As imagens da sala de explicações que já foi o seu quarto tornaram-se nubladas, até que desapareceram de vez. Tudo mudou de repente. Via-se a entrar num gabinete confortável, para não falar em luxuoso. Levava uns papéis na mão. Muito provavelmente foi chamado pelo chefe de serviços. Tinha quase a certeza que ia arrastar-se penosamente como subalterno por muito tempo. Nunca foi um homem de sorte. Para ele o êxito moraria sempre longe. Era esse o seu destino.
«Precisa de um empurrãozinho.» Disse-lhe alguém, a propósito de poder singrar no mundo das canções.
«Um empurrãozinho, uma ova!»
«Engana-se. Vai ter êxito.»
Êxito? Ele, um eterno azarado...
Ah! Parece que não foi chamado ao chefe de serviços. Na verdade era o chefe de serviços. E mais ainda. Estava quase a ser promovido a um cargo mais alto, ligado à gestão. Afinal nesse momento em que se vejo a entrar para o gabinete, o dito curso de quatro anos já não fazia parte dos seus projetos.
Que via mais?
A sua carreira profissional estava imparável. Ao mesmo tempo, fazia aplicações financeiras que iam render bom dinheiro dentro de dois anos. Era o que vi no retângulo mágico.
Será que atravessou o portal para outro mundo alternante em que ia ter um êxito materialista excecional?
«Sim. Algum, é favor. Provavelmente está a acontecer o êxito do cavalheiro elegante [1] e não vai faltar-lhe dinheiro que gastará até ao último centavo para alimentar os seus caprichos. Carros caros, mulheres caras, vivências loucas que nunca imaginou ter. Uma ambição sem limites. E quando se ganha menos do que se gasta, o que pode acontecer a breve trecho? Luvas. Lavagem de dinheiro. Corrupção.»
O monstro da corrupção lembrava os crimes de colarinho branco que ocorrem (e ocorrerão) com frequência e cujos autores fugiam, como enguias, impunemente entre as malhas largas da Justiça porque a ambiguidade das leis assim o permitia.
Então... e o amor?
A eterna busca. Era uma injustiça clamorosa não se poder ter as duas coisas! Assim, vou tinha que optar.

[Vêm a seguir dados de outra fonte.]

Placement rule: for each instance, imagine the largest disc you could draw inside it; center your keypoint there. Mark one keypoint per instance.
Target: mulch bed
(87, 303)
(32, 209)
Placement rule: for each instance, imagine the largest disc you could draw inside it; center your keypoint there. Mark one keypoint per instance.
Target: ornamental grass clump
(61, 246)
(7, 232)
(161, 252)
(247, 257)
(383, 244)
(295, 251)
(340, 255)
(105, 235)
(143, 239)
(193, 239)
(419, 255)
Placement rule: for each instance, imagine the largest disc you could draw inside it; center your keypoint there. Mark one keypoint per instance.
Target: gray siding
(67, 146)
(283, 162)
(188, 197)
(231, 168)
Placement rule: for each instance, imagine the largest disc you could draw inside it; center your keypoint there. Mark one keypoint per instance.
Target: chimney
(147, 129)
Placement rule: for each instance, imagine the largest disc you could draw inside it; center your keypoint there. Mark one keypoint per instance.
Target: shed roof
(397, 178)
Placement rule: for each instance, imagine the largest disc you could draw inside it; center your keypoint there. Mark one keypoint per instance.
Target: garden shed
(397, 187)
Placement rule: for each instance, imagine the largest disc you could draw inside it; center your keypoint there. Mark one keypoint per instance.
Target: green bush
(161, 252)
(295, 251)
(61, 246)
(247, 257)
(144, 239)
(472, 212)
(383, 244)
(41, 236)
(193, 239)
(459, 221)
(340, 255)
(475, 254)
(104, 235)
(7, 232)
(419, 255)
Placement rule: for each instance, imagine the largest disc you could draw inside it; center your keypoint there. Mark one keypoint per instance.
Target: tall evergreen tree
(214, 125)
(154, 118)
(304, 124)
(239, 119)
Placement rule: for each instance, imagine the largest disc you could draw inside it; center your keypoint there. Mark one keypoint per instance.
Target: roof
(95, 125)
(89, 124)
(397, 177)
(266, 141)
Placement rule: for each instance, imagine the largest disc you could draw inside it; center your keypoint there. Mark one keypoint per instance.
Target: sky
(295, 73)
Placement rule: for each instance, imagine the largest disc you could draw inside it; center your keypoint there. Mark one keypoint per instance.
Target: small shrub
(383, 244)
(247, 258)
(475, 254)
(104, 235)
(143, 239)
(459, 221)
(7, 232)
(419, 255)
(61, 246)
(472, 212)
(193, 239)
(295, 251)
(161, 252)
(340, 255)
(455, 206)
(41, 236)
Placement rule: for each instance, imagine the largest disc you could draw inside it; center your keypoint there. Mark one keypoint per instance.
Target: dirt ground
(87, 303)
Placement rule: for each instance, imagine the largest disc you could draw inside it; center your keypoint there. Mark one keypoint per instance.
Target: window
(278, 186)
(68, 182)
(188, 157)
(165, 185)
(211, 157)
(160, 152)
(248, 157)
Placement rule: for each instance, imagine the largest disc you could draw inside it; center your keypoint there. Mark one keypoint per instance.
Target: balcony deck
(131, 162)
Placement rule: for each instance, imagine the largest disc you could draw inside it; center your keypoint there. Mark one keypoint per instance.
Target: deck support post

Depois do tempo das explicações, o serviço militar foi apanhá-lo a meio do curso. Para trás ficou para sempre o êxito materialista. E ponto final. Acabará o curso e seguirá a via do ensino.
«Do mal, o menos. É um meio termo, Mário. E talvez um pouco de amor...»
«Só isso?«
«Neste universo, sim. Mas há portais e portais...»
Seria que para lá de um desses portais ia ter a mulher que lhe estava destinada e que Alguém lhe roubou com a sua mão esquerda?
Queria acreditar que sim, pois era um ingénuo. E mais que ingénuo, um eterno sonhador.